The thing stuck its head through the gate. Mae let out a rush of breath beside him and the deer turned and sprinted off, its hooves fast against the dirt.

He could breathe again. He took a step toward Mae, felt for her hand, and gripped it tight. Her face was wet, she’d been crying. She looked stricken; she’d lost her sister all over again.

The book was on the ground next to Ro’s grave, but it seemed wrong. He wasn’t sure what he’d expected to see—Ro coming through the gate? Ro, alive, like none of it had ever happened?

He was still holding Mae’s hand and her thumb was circling his palm and he watched the small movement, it was the tiniest whirlpool, and then he remembered his dream—how strong Ro was, how she always knew what to go after in life. Maybe it’d just been his imagination, or maybe she’d really come to him in his sleep, but he knew suddenly that he was in this cemetery not for her but for him. He was the one who wouldn’t let her go. He felt himself sweating all over, the fever was back, rolling over him like a wave, and then Mae pulled her hand away from his.

She sank to the ground, knelt as if praying. He looked down at her small shoulders and thought of Ro, how he would’ve done anything to save her. But she wouldn’t want this, not this way. Ro had never needed saving her whole life and didn’t need it now.

He replayed the memory of her over and over again. He wanted a wormhole, he wanted to stretch out the past, go back to that very moment when she was still alive on the boat, so he could tell her goodbye one last time. But it wouldn’t have changed things and now she was gone, and the only person beside him was Mae.

He knelt down next to her. “Are you okay?”

She nodded, still mute.

“I’m sorry,” he said.

“I thought it would work.” She turned to him. “The sacrifices, the ritual. We did everything right,” she said. “I thought, I almost thought…”
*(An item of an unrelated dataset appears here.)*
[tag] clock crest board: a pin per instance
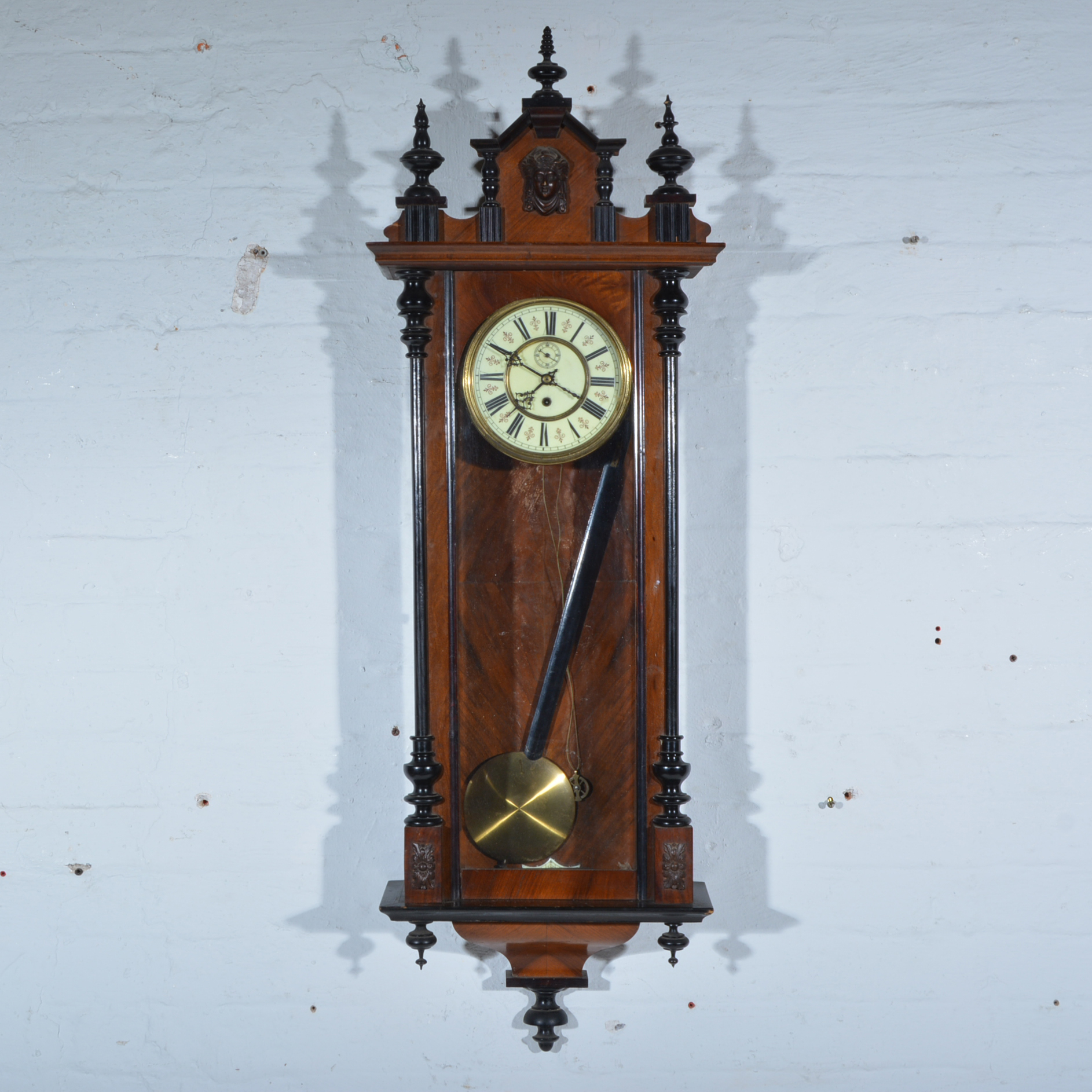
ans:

He shook his head. He’d read everything in the book, exactly how it was written. He hadn’t missed a thing. The grief in Mae’s eyes cut into him. It was his own pain too, like looking at himself in a shard of glass. He got a flash of green kudzu, those vines covering him, wrapping around his bones so tight. Maybe they’d messed up the ritual, or maybe they had done it—and it just took time to work. Or maybe they were both in a bad way, so confused they didn’t know what was real anymore. But he wouldn’t say a thing because he didn’t want to see Mae upset again.

She sniffled, wiped at her eyes. “The worst thing is, a part of me was scared that it was her.”

“Why?”

She looked down at her hands and something twisted inside him. “Don’t get upset if I tell you.”